Interested in starting your own entrepreneurial journey in health and wellness but unsure what to expect? Then read up on our interview with Sus Jones, Founder of Companion Midwifery & Fertility Services, located in Lawrence, KS, USA.
What's your business, and who are your customers?
I am a homebirth midwife, I offer prenatal and postpartum care, labor and birth support, and I also do fertility/preconception counseling and at-home intrauterine insemination. I offer individualized care that centers queer and trans folks and supports people seeking embodied and authentic connection while trying to conceive and throughout pregnancy.
My clients lean toward a natural/alternative lifestyle and value trust and connection with their bodies. Some folks choose to work with me because they do not feel safe or validated in a clinic or doctor's office due to their race, gender identity, sexual orientation, body size, or ability. They come to my practice for affirming, trauma-informed, and client-centered care.
Tell us about yourself
I am a queer, trans/non-binary, divorced, single parent. I have two kids that I birthed at home with the support and care of midwives. Though I believe that I have always been queer and trans, it wasn't quite in my awareness through most of my adulthood. I believe that embodied work and somatic healing that I did throughout both my pregnancies and early parenting helped me to start exploring my queerness and gender identity further.

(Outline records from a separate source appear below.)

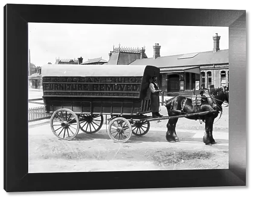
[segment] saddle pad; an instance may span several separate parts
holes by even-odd
[[[202,97],[200,95],[193,96],[192,99],[192,105],[193,106],[200,105],[202,104]]]

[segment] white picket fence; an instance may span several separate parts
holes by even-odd
[[[29,122],[36,122],[51,118],[51,115],[45,113],[44,106],[36,107],[29,109]]]

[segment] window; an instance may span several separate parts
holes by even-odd
[[[211,71],[208,71],[207,72],[207,85],[209,87],[209,85],[212,84],[212,72]]]
[[[226,71],[222,71],[221,72],[221,86],[226,85]]]
[[[205,88],[205,72],[201,73],[201,88]]]

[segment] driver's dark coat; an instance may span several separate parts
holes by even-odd
[[[154,83],[152,82],[149,85],[149,88],[153,88],[155,90],[159,90],[159,88],[157,85]],[[159,92],[152,93],[151,90],[150,93],[150,106],[151,107],[151,111],[152,112],[158,112],[160,111],[159,105],[160,101],[159,100]]]

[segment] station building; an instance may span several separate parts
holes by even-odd
[[[228,85],[229,49],[220,49],[221,36],[212,37],[212,50],[160,56],[161,46],[153,46],[153,57],[148,58],[145,47],[120,47],[109,54],[108,65],[152,65],[160,68],[159,84],[168,92],[192,92],[201,88]]]

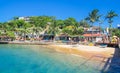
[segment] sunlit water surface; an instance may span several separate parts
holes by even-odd
[[[100,65],[35,45],[0,45],[0,73],[100,73]]]

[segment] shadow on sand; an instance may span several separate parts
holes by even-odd
[[[113,57],[109,57],[101,73],[120,73],[120,49],[115,48]]]

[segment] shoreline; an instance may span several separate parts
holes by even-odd
[[[109,57],[113,56],[115,51],[115,48],[100,48],[86,45],[43,45],[42,47],[54,49],[55,51],[61,53],[99,61],[106,61]]]
[[[19,45],[40,45],[41,47],[50,48],[57,52],[71,54],[74,56],[80,56],[92,60],[103,60],[112,57],[115,48],[100,46],[87,46],[87,45],[68,45],[57,42],[46,42],[46,41],[12,41],[4,42],[3,44],[19,44]]]

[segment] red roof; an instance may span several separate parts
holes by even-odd
[[[83,34],[84,37],[97,37],[102,36],[101,34]]]

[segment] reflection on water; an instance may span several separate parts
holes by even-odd
[[[0,45],[0,73],[100,73],[103,63],[30,45]]]

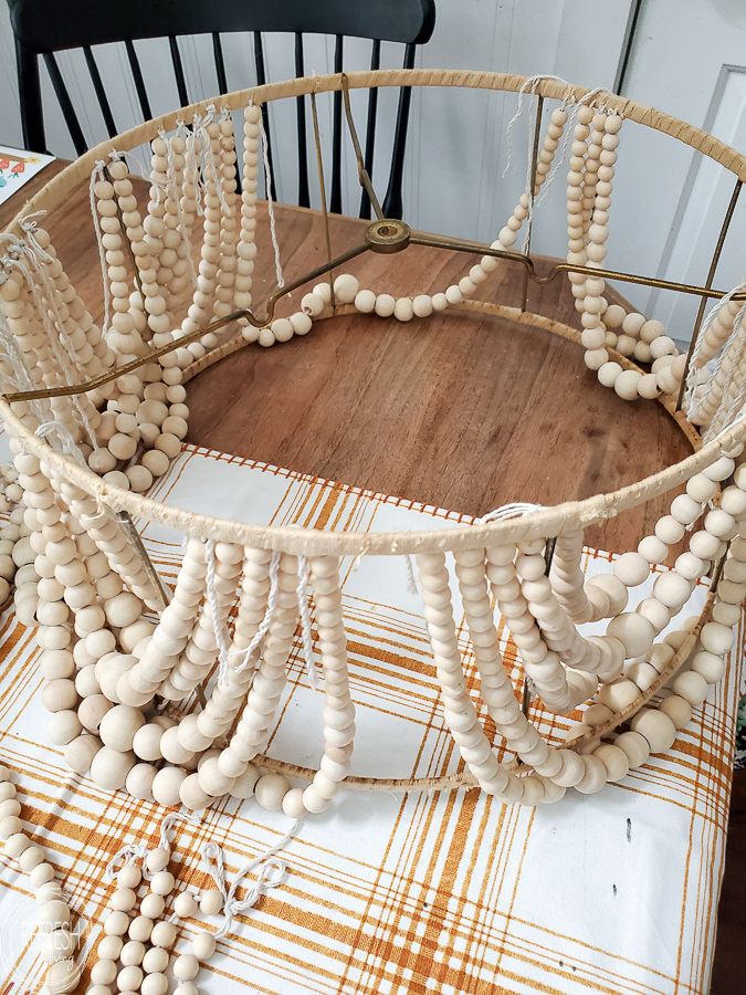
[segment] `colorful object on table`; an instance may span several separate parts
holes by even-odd
[[[0,145],[0,203],[20,190],[33,176],[54,161],[54,156]],[[21,205],[19,203],[19,210]]]

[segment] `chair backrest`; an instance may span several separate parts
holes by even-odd
[[[54,53],[66,49],[82,49],[91,74],[98,105],[109,137],[117,127],[93,53],[95,45],[123,42],[133,74],[133,81],[144,119],[153,117],[143,71],[135,49],[135,41],[146,38],[168,38],[174,75],[182,105],[190,103],[187,82],[179,52],[179,35],[210,34],[221,93],[228,91],[221,33],[252,32],[256,83],[266,82],[264,61],[265,32],[291,32],[295,35],[295,74],[304,74],[303,35],[307,33],[335,36],[334,71],[344,67],[345,36],[371,41],[370,67],[380,67],[381,42],[404,45],[403,65],[414,64],[417,45],[432,35],[435,23],[434,0],[127,0],[126,3],[102,3],[101,0],[8,0],[10,20],[15,35],[19,92],[23,140],[28,148],[43,151],[46,147],[42,108],[39,56],[42,56],[54,87],[71,138],[82,155],[87,144],[81,128]],[[395,125],[389,181],[383,200],[388,217],[400,218],[404,149],[411,92],[402,88]],[[370,90],[366,126],[365,164],[372,172],[378,91]],[[267,145],[271,151],[271,127],[266,107],[263,108]],[[342,211],[342,94],[334,95],[332,181],[329,209]],[[308,207],[306,104],[297,98],[296,125],[298,138],[298,195],[297,202]],[[274,175],[274,174],[273,174]],[[273,185],[274,186],[274,185]],[[276,191],[272,190],[273,196]],[[360,217],[370,217],[370,203],[364,192]]]

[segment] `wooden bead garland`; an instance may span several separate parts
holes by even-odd
[[[559,139],[569,127],[568,111],[576,112],[576,121],[567,174],[567,258],[570,264],[599,268],[607,255],[622,127],[621,116],[603,106],[572,107],[566,102],[551,112],[534,185],[518,198],[493,248],[512,250],[522,228],[530,226]],[[64,374],[49,321],[40,325],[41,302],[59,325],[57,337],[67,356],[64,365],[70,363],[82,378],[141,356],[151,346],[198,333],[233,308],[251,306],[259,103],[244,108],[242,138],[240,200],[228,111],[204,107],[189,128],[180,123],[175,134],[161,130],[151,138],[151,184],[143,211],[122,155],[107,153],[108,159],[97,164],[93,203],[112,310],[104,335],[83,307],[46,232],[33,222],[24,228],[17,258],[3,261],[0,300],[31,386],[60,386]],[[189,244],[200,216],[199,264],[191,280]],[[402,322],[424,320],[475,295],[496,266],[497,260],[485,255],[443,292],[398,298],[361,287],[355,275],[339,273],[334,303]],[[609,304],[602,279],[572,272],[569,276],[586,364],[599,381],[627,400],[675,394],[685,363],[675,355],[663,326]],[[181,313],[185,291],[191,295]],[[332,301],[329,283],[318,283],[296,311],[274,317],[266,328],[242,320],[243,338],[271,346],[305,335],[314,321],[332,313]],[[739,315],[736,304],[726,301],[714,312],[693,364],[693,420],[716,432],[727,428],[724,411],[737,406],[743,370],[729,353],[712,377],[706,363],[733,335]],[[206,332],[91,392],[80,407],[64,398],[35,407],[18,405],[14,411],[22,428],[18,439],[33,436],[42,417],[51,418],[107,485],[145,491],[168,470],[187,432],[182,369],[195,368],[209,350],[229,343],[227,335]],[[616,358],[612,349],[619,354]],[[627,364],[627,357],[650,366],[650,373]],[[12,374],[12,368],[3,370]],[[86,441],[90,431],[94,438]],[[506,745],[521,757],[525,769],[519,776],[497,762],[479,711],[464,692],[449,562],[440,549],[418,553],[446,724],[471,777],[485,790],[524,804],[556,800],[569,786],[581,793],[597,790],[644,763],[651,752],[668,748],[672,729],[675,735],[704,700],[708,684],[722,677],[746,584],[739,558],[746,510],[737,464],[740,437],[729,438],[736,444],[723,447],[717,459],[690,475],[686,493],[672,500],[670,513],[637,551],[616,561],[612,573],[585,579],[578,521],[559,530],[548,572],[545,536],[530,533],[455,551],[455,576],[481,694]],[[136,797],[169,806],[201,808],[233,794],[255,797],[265,808],[293,817],[326,808],[349,777],[355,734],[338,557],[314,554],[306,562],[295,554],[275,554],[269,546],[210,543],[203,534],[190,537],[174,598],[161,609],[159,593],[106,502],[81,485],[85,482],[69,480],[59,465],[48,464],[46,455],[40,459],[24,451],[22,441],[15,457],[18,484],[11,486],[18,486],[22,513],[10,551],[17,573],[11,567],[6,573],[15,573],[19,618],[40,626],[50,736],[64,746],[71,767],[77,773],[91,769],[104,788],[124,786]],[[732,475],[734,483],[725,484]],[[713,501],[715,506],[710,507]],[[630,591],[687,531],[689,549],[674,568],[659,573],[651,596],[628,608]],[[724,554],[712,618],[698,635],[690,669],[682,671],[675,643],[690,639],[687,628],[682,624],[665,640],[658,637],[685,605],[694,584]],[[298,786],[284,773],[262,766],[259,754],[284,685],[298,588],[306,573],[325,683],[325,753],[311,783]],[[2,570],[0,577],[4,578]],[[231,633],[229,610],[239,589]],[[578,727],[570,730],[570,741],[563,747],[546,742],[521,712],[502,669],[491,595],[544,703],[554,711],[588,703],[579,735]],[[155,622],[143,617],[146,607],[158,611]],[[578,630],[588,621],[603,622],[601,635],[587,637]],[[158,714],[159,703],[183,702],[214,667],[219,680],[202,709],[179,720]],[[658,704],[652,701],[653,688],[664,689]],[[614,732],[622,721],[629,721],[630,729]],[[154,902],[157,897],[154,893]],[[113,914],[119,911],[114,909]],[[130,967],[138,965],[123,965],[125,971]],[[135,972],[129,974],[133,977],[124,981],[134,978]],[[186,974],[182,981],[191,983]]]

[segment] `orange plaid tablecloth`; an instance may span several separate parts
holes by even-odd
[[[203,449],[187,448],[154,494],[245,521],[335,530],[441,527],[463,516]],[[181,536],[144,538],[174,580]],[[609,568],[589,551],[587,570]],[[640,595],[641,597],[644,596]],[[687,610],[697,608],[697,589]],[[344,609],[358,710],[356,773],[425,776],[460,766],[443,727],[419,596],[403,561],[347,562]],[[600,795],[568,792],[538,810],[475,792],[344,793],[284,851],[288,876],[234,925],[200,989],[252,992],[690,992],[707,988],[731,790],[743,626],[723,684],[669,755]],[[101,932],[104,868],[123,842],[155,844],[164,815],[65,769],[45,744],[34,632],[2,617],[0,758],[17,772],[24,816],[76,907]],[[505,640],[506,664],[515,652]],[[470,645],[464,664],[473,678]],[[323,694],[301,654],[270,753],[321,755]],[[484,715],[483,715],[484,718]],[[557,734],[564,720],[542,716]],[[222,802],[179,829],[176,873],[202,884],[199,846],[225,848],[229,877],[288,828],[255,803]],[[38,992],[28,879],[0,857],[0,991]],[[189,929],[181,932],[182,947]]]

Birthwork is an incredibly gendered field, and I am slowly trying to take up space and help build a representation of the beautiful expansiveness of gender in birthing people and midwives. As I started my own practice, it was important for me to be a safe and affirming place for people who tend to fall through the cracks, not only in the western medical system but also in midwifery care. I see a huge hole in my community, where queer and trans folks don't have many options for affirming family building or birthing options. It's the knowledge that not everyone is safer in a hospital or clinical setting, that depending on a multitude of factors, a person may have to put themselves in harm's way to walk into an institution. They may not be treated with respect and given the quality of care we all deserve. And it's not just "prenatal care" or "fertility work," but it's being seen and heard; it is about walking out of an appointment and feeling more in tune with your body, more empowered and autonomous, and more supported than you did walking in.
What's your biggest accomplishment as a business owner?

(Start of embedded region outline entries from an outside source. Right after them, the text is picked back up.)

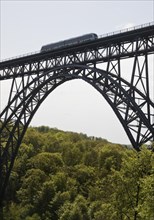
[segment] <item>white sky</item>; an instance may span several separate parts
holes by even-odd
[[[38,51],[42,45],[86,33],[101,35],[154,20],[153,0],[1,0],[0,6],[0,59]],[[1,83],[1,109],[6,93]],[[67,82],[53,91],[31,125],[47,125],[129,143],[111,107],[82,80]]]

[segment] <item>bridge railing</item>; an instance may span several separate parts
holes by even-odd
[[[112,36],[112,35],[128,32],[128,31],[133,31],[133,30],[144,28],[144,27],[148,27],[148,26],[151,26],[151,25],[154,25],[154,21],[146,23],[146,24],[142,24],[142,25],[137,25],[137,26],[133,26],[133,27],[129,27],[129,28],[124,28],[124,29],[122,29],[120,31],[118,30],[118,31],[114,31],[114,32],[109,32],[107,34],[99,35],[98,38],[104,38],[104,37],[108,37],[108,36]],[[0,60],[0,63],[5,62],[5,61],[9,61],[9,60],[18,59],[18,58],[21,58],[21,57],[26,57],[26,56],[38,54],[38,53],[40,53],[40,50],[39,51],[35,51],[35,52],[30,52],[30,53],[22,54],[22,55],[15,56],[15,57],[10,57],[10,58],[6,58],[6,59],[2,59],[2,60]]]
[[[112,36],[112,35],[116,35],[116,34],[121,34],[121,33],[128,32],[128,31],[134,31],[134,30],[141,29],[141,28],[144,28],[144,27],[149,27],[149,26],[152,26],[152,25],[154,25],[154,21],[146,23],[146,24],[142,24],[142,25],[137,25],[137,26],[132,26],[132,27],[129,27],[129,28],[124,28],[124,29],[121,29],[121,30],[118,30],[118,31],[109,32],[107,34],[99,35],[99,38],[104,38],[104,37],[108,37],[108,36]]]
[[[14,57],[9,57],[9,58],[0,60],[0,63],[5,62],[5,61],[9,61],[9,60],[18,59],[18,58],[21,58],[21,57],[27,57],[27,56],[38,54],[38,53],[40,53],[40,51],[29,52],[29,53],[25,53],[25,54],[22,54],[22,55],[17,55],[17,56],[14,56]]]

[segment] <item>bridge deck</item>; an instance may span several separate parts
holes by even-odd
[[[35,62],[39,61],[40,59],[46,59],[47,57],[49,58],[50,56],[56,57],[60,56],[63,54],[72,54],[76,52],[81,52],[82,50],[86,48],[89,49],[95,49],[99,48],[102,46],[107,46],[111,44],[122,44],[122,43],[127,43],[130,41],[134,41],[136,38],[140,37],[146,37],[146,36],[153,36],[154,35],[154,23],[149,23],[149,26],[141,26],[141,28],[135,28],[133,30],[129,30],[126,32],[118,32],[113,35],[111,34],[106,34],[105,36],[99,37],[98,39],[94,41],[90,41],[88,43],[83,43],[80,45],[75,45],[75,46],[69,46],[67,48],[63,49],[57,49],[56,51],[49,51],[46,53],[40,53],[39,51],[36,53],[28,54],[25,56],[20,56],[20,57],[15,57],[11,59],[7,59],[4,61],[0,61],[0,70],[2,70],[5,67],[12,67],[16,65],[22,65],[25,62]]]

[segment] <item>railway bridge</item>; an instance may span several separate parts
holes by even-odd
[[[10,89],[0,112],[0,204],[28,125],[66,81],[82,79],[101,93],[137,151],[153,140],[153,63],[154,23],[1,61],[0,83],[10,82]]]

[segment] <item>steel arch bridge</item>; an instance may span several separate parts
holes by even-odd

I actually forget most of the time that I am a business owner. The work that I do is such a way of life for me. I am very proud of the way my practice reflects my values and feels very authentic to who I am. I'd say my biggest accomplishment has been letting my midwifery practice almost lead the way for my own queerness and gender transition. I was afraid at first to put myself out there so vulnerably and so distinctly, but doing so has definitely laid a solid foundation of openness and trust with my clients.

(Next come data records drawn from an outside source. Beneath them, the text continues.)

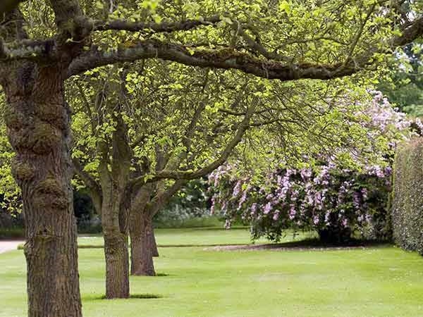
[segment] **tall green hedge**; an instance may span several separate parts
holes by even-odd
[[[423,138],[398,147],[393,184],[394,241],[403,249],[423,254]]]

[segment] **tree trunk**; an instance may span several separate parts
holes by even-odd
[[[29,62],[8,66],[12,168],[25,219],[28,316],[80,317],[76,223],[70,185],[70,110],[63,70]]]
[[[121,232],[104,232],[106,298],[129,297],[128,236]]]
[[[152,225],[153,222],[152,221],[152,229],[151,229],[151,235],[150,239],[152,240],[152,245],[153,248],[153,256],[159,257],[159,249],[157,249],[157,243],[156,242],[156,235],[154,235],[154,227]]]
[[[120,204],[125,195],[113,187],[104,197],[102,223],[106,259],[106,298],[129,298],[128,209]]]
[[[152,217],[142,211],[131,213],[131,274],[155,276]]]

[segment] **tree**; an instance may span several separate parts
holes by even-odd
[[[322,241],[332,243],[345,242],[355,231],[365,238],[388,238],[395,144],[416,133],[405,113],[380,92],[363,101],[347,123],[350,130],[361,127],[358,135],[350,135],[355,148],[343,148],[332,137],[329,155],[302,149],[308,166],[294,168],[286,161],[248,174],[240,173],[239,162],[222,166],[209,175],[212,209],[220,209],[228,226],[233,219],[250,224],[254,239],[266,235],[278,241],[288,228],[315,230]],[[353,158],[349,163],[338,157],[345,150]]]
[[[81,316],[66,79],[154,58],[281,81],[329,80],[357,73],[423,32],[418,7],[410,9],[412,21],[401,20],[403,1],[128,1],[110,15],[110,1],[35,0],[18,8],[18,2],[0,8],[0,82],[27,225],[30,317]],[[25,22],[33,17],[30,11],[43,8],[48,21]],[[132,39],[102,45],[99,35],[121,31],[131,32]],[[165,175],[195,175],[157,173]]]
[[[109,70],[97,69],[90,82],[74,87],[82,97],[74,100],[76,108],[83,111],[75,116],[79,135],[75,165],[102,211],[105,244],[113,232],[111,219],[125,219],[130,210],[131,273],[155,275],[154,216],[188,179],[203,177],[223,163],[246,131],[285,121],[283,106],[262,92],[269,87],[233,72],[193,72],[192,68],[155,61],[132,71],[124,66],[118,70],[120,75]],[[106,84],[111,82],[119,88]],[[126,92],[124,97],[122,92]],[[70,94],[76,96],[75,92]],[[89,129],[87,122],[91,123]],[[185,179],[170,180],[183,171]],[[109,178],[116,184],[123,180],[122,185],[111,188],[104,180]],[[104,201],[114,202],[116,208]],[[128,228],[123,225],[119,230],[117,222],[115,225],[114,232],[120,231],[125,241]],[[118,249],[121,254],[126,253],[125,243]],[[110,271],[128,266],[126,256],[120,265],[110,263],[108,257],[106,254]],[[127,285],[128,275],[123,275]]]

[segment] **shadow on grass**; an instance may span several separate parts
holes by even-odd
[[[169,275],[167,273],[157,273],[157,274],[156,274],[156,276],[161,278],[161,277],[164,277],[164,276],[169,276]]]
[[[127,300],[127,299],[157,299],[159,298],[163,298],[163,295],[159,295],[158,294],[131,294],[129,296],[129,298],[114,298],[114,299],[108,299],[106,297],[106,295],[97,296],[94,297],[87,297],[85,298],[85,300],[106,300],[106,301],[113,301],[113,300]]]
[[[368,247],[387,247],[391,243],[387,241],[350,240],[343,243],[331,243],[319,240],[317,238],[305,239],[282,243],[270,243],[266,244],[230,245],[212,247],[215,250],[331,250]]]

What's one of the hardest things that come with being a business owner?
By far, the hardest thing for me is being a solo practitioner/business owner and a solo parent. The weight of my responsibility towards my kids and clients can sometimes feel like too much. I pour so much of myself into my practice, and it really feels like an extension of myself. It's difficult to keep the boundaries between work and life, so they regularly leak into each other. Being a midwife is definitely a lifestyle that affects my family. My kids know that every plan I make is usually followed by "if I'm not at a birth." I've had to miss important things and be gone from them for days before, but I think the most difficult part is the stress of managing it all as just one person.
What are the top tips you'd give to anyone looking to start, run and grow a business today?
- Find a community or support system. It's so easy to feel like you are in it alone, but chances are that there are folks out there doing something similar. Being able to call on fellow midwives or meet with other trans birth workers has saved me so much stress and heartache!
- Let the work come from your heart. This advice might not be for everyone, but it has been crucial for me to identify my own values and then align my practice with them. I spent too long trying to be the person or midwife for everyone instead of seeing the value in the person and midwife I authentically am. There is so much more richness and depth in my practice from following my heart.
- Nothing has to be perfect or complete! All of life is a work in progress and is constantly changing. I like to permit myself to show up fully, whether in my personal life or practice, knowing that each iteration is an important part of the journey. I wish it were possible to have a perfect final product to put out there and move on, but when your business is centered around people and relationships, it's important to build the space to grow and integrate change. I try to be transparent about my journey and process. I hope that it gives others permission to let go of perfectionism.
Is there anything else you'd like to share?
I just would like to acknowledge that even though I am a solo business owner, I would not be here without the support of so many folks in my community. Having a web of love and support has made it possible for me to pour my heart into this work of helping families grow in an empowered and interconnected way.